Gotico Americano, questo è il titolo del romanzo d’esordio di Arianna Farinelli, uscito nelle librerie questa settimana. Edito dalla Bompiani, il racconto fa parte della collana Munizioni (a cura di Roberto Saviano), espressione tramite cui, in senso metaforico, si vuole accostare la serie di racconti a degli strumenti d’interpretazione per difendersi dalla realtà di oggi.

Lungo la linea tra narrativa e saggistica, l’autrice intende descrivere e criticare la realtà americana in cui lei stessa vive, ossia il panorama urbano di una grande metropoli come New York segnata da due eventi, il primo la crisi economica del 2008 e il secondo l’elezione di Donald Trump a Presidente degli Stati Uniti nel 2016.

Proprio da questo avvenimento ha inizio la trama; la protagonista, Bruna, una professoressa di Scienze Politiche presso l’università di New York, riflette sulla sua vita e quella dei propri cari, a partire dal marito Tom i cui genitori sono figli di immigrati italiani che, una volta conseguito l’american dream, sono entrati nel tessuto americano borghese e conservatore, e con i quali Bruna ha un pessimo rapporto. Così la vita della professoressa s’intreccia con quella dell’altro protagonista del libro, Yunus, un suo alunno afro-americano con cui lei ha ritrovato la passione.

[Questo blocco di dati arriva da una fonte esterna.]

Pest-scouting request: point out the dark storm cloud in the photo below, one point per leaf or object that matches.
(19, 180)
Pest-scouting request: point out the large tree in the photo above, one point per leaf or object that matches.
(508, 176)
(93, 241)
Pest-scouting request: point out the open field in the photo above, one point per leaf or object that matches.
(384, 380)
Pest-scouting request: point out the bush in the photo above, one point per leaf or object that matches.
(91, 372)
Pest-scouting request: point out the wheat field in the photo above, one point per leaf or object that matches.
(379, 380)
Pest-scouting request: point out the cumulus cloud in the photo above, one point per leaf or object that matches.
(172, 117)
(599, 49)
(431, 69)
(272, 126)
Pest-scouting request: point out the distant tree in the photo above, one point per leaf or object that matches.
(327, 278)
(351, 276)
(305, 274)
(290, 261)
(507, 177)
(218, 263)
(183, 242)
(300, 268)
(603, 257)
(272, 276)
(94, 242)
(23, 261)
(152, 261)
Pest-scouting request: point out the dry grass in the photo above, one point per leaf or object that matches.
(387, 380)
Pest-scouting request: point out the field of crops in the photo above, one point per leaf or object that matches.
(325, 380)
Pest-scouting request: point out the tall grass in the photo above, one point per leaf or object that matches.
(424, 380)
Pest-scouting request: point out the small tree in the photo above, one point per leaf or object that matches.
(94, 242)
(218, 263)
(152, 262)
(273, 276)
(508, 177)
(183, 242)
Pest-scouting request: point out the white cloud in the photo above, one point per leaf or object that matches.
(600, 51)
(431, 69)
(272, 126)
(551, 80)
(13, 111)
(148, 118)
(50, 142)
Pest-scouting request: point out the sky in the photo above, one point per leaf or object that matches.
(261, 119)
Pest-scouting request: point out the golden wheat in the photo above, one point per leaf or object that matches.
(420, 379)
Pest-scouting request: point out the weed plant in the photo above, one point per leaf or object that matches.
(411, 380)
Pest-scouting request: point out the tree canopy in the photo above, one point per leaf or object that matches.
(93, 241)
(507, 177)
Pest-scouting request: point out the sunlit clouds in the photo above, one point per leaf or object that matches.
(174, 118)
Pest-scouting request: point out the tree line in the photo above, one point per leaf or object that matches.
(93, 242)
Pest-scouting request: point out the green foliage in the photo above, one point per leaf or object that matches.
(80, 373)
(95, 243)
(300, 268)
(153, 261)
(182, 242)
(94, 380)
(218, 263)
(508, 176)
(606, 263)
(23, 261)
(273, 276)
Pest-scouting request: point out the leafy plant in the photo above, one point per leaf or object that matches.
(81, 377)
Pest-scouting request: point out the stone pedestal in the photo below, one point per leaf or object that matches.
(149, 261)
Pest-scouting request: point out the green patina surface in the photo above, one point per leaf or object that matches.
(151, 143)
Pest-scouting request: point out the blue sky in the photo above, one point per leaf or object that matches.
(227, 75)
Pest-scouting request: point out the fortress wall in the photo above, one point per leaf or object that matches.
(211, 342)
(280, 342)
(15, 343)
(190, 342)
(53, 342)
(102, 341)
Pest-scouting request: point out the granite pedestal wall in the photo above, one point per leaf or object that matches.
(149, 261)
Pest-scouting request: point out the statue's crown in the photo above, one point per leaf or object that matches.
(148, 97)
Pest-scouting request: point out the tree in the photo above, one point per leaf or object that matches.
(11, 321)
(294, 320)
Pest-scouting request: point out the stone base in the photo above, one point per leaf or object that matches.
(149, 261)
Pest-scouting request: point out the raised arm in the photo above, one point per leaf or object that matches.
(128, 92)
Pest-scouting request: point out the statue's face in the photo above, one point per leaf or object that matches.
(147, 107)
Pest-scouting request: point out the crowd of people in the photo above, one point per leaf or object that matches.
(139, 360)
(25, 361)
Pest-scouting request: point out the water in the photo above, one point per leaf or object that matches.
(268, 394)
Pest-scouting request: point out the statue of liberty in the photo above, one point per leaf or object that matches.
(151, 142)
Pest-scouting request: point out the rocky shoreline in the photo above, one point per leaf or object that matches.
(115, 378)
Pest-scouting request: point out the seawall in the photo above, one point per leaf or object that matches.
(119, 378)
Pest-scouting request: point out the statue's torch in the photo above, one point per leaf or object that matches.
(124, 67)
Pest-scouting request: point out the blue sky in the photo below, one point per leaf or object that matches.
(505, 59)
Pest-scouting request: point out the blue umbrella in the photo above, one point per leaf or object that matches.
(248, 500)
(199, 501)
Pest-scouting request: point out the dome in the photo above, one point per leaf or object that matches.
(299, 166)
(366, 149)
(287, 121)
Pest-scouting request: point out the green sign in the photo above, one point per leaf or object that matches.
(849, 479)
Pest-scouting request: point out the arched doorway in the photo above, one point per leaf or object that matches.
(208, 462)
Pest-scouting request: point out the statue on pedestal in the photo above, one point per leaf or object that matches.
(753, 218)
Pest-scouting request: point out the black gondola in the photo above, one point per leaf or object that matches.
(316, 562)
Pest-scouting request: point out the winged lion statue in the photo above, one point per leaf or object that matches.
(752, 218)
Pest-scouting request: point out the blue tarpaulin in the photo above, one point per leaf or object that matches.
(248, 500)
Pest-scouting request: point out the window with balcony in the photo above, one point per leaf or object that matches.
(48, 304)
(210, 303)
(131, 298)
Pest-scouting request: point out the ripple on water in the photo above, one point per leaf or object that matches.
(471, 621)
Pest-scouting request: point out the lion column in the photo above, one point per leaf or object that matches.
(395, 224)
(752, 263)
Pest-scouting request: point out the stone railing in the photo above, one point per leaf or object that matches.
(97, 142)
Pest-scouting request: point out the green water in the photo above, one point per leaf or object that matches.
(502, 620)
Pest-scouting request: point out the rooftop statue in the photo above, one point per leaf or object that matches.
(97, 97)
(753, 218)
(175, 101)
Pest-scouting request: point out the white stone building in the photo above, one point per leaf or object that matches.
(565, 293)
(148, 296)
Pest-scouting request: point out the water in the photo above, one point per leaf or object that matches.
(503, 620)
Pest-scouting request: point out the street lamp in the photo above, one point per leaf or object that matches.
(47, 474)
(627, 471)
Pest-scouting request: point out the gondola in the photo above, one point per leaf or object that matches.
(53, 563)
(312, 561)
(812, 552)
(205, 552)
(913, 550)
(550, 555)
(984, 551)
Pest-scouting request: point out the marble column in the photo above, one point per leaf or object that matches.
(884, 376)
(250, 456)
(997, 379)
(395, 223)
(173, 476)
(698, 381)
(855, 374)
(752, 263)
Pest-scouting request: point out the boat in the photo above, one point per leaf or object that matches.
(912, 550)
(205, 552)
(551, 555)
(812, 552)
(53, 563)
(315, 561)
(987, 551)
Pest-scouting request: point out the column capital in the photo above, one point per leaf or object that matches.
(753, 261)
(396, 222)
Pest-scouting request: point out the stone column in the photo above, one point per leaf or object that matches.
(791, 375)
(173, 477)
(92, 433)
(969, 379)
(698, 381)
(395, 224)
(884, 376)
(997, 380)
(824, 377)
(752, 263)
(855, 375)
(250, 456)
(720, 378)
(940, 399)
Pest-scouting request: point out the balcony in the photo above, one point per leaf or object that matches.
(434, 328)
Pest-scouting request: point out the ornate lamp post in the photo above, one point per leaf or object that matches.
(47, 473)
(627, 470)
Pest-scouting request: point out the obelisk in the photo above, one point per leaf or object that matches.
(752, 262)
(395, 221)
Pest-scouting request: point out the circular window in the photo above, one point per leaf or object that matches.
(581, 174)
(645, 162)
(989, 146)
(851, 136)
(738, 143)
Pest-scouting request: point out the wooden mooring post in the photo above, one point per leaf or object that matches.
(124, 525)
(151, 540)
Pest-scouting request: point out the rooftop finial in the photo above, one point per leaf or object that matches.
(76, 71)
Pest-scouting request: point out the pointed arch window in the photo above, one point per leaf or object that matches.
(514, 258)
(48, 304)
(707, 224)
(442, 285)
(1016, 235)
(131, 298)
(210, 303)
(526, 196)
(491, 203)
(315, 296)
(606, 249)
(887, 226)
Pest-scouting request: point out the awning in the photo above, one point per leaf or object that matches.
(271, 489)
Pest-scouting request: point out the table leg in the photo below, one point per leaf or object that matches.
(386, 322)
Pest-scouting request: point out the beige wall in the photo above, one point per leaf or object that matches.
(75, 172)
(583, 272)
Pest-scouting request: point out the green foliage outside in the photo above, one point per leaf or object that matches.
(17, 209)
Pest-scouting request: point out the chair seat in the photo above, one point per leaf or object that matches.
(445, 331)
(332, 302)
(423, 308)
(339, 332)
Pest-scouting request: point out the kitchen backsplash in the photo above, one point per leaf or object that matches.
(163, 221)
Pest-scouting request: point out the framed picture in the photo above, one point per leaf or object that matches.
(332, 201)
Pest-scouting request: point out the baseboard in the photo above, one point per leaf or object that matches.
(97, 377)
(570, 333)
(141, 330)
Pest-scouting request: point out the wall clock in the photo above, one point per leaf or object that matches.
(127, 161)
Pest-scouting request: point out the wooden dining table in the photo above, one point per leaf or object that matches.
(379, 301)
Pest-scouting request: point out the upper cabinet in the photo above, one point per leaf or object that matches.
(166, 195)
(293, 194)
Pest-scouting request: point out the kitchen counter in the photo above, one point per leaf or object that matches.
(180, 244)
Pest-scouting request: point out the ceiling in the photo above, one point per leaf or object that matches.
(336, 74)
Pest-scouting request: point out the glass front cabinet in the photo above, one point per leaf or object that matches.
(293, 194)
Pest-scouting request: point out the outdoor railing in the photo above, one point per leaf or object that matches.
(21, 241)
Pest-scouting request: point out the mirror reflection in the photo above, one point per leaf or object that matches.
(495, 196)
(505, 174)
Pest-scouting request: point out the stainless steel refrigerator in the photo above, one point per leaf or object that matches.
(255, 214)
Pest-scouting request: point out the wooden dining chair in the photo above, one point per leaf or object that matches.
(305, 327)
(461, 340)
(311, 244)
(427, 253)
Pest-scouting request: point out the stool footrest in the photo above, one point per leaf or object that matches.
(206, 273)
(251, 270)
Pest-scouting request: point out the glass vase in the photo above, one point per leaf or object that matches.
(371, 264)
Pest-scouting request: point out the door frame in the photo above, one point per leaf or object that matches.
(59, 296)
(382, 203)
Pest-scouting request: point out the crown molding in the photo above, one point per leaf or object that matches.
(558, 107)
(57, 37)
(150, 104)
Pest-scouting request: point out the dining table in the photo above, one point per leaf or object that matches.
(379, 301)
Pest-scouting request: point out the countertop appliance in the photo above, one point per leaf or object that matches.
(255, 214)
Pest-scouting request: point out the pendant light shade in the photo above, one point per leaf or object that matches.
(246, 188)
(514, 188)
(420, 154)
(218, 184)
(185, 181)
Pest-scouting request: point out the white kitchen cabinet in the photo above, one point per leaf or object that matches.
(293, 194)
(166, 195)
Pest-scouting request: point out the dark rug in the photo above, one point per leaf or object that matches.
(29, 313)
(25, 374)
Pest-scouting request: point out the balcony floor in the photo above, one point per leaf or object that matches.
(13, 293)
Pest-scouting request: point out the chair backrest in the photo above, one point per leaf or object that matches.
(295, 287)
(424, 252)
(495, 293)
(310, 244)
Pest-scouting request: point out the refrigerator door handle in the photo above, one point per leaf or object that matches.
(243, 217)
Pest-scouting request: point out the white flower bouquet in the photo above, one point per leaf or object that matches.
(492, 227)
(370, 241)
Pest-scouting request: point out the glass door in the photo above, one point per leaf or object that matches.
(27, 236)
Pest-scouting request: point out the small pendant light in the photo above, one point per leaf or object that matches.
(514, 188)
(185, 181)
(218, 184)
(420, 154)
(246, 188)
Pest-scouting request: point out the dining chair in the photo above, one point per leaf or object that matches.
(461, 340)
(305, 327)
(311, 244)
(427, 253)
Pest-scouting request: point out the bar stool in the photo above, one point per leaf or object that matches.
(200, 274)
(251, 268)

La vita del ragazzo certamente non è facile e alcuni eventi, come la morte in carcere del padre, lo hanno portato a provare un forte senso di estraniazione verso la società di oggi; Bruna prova a capire questo rancore ma Yunus trova progressivamente riparo nella religione islamica poiché è l’unica capace di rispondere alle sue domande.

L’intento di Arianna Farinelli è quello di scattare una sorta d’istantanea della Grande Mela, città in cui si intrecciano vite differenti fra loro, ma che hanno come comune denominatore la disillusione verso la vita, l’insofferenza per i ruoli che essa ci impone e la crisi identitaria che ne scaturisce; è questo il filo rosso della narrazione, a cui fa da sfondo l’America post crisi, una società che sembra aver perso i valori che l’hanno resa grande e che, alla globalizzazione, epoca contraddistinta dall’intensificazione delle relazioni sociali e dall’avvicinamento dei modelli culurali, risponde in maniera divisiva, inconsapevole dell’ineluttabilità.

Gotico Americano è un romanzo che affronta a viso aperto le questioni politiche e sociologiche del tempo, ed è proprio dalla lente con cui l’autrice analizza gli Stati Uniti di oggi, che prende significato il titolo. American Gothic come il quadro di Grant Wood in cui viene rappresentata una coppia di fronte a una fattoria americana, presumibilmente la propria casa, con lui che impugna un forcone quasi a proteggerla; questi individui così austeri vogliono salvaguardare un qualcosa che ormai è diventato passato, come la loro posizione nella società di oggi, inconsapevoli che presto diverranno, spiega Arianna Farinelli durante la presentazione del libro, “la più grande delle minoranze”.

Nel romanzo il piano personale dei protagonisti si mescola a quello collettivo, in quanto legati da una forte crisi d’identità, perché in fondo non c’è salvezza dell’individuo che prescinda dalla comunità in cui si vive, anche in una grande metropoli come New York. Certi aspetti del libro, ci tiene a precisare Farinelli, rispecchiano fedelmente la realtà, come il carcere dove ingiustamente muore il padre di Yunus, Rikers Island ora prossimo alla chiusura; la scrittrice riprende delle storie veramente vissute come quella di Kalief Browder, ragazzo che appena sedicenne si tolse la vita una volta uscito dal carcere a causa delle numerose violenze di cui era stata vittima in quei tre anni di incarcerazione senza processo; o come la radicalizzazione di Yunus stesso, che per molti aspetti richiama le storie di quei tanti ragazzi che sentendosi emarginati sono arrivati, come il protagonista, a compiere la più tragica delle scelte, partire per combattere con il Califfato Islamico.

Di cosa abbiamo bisogno allora per affrontare queste situazioni? Risponde Bruna, di amore incondizionato per il prossimo, ma anche della consapevolezza che la propria libertà non può neppure iniziare se coloro che ci stanno accanto non sono liberi, poiché la libertà altrui è una responsabilità comune.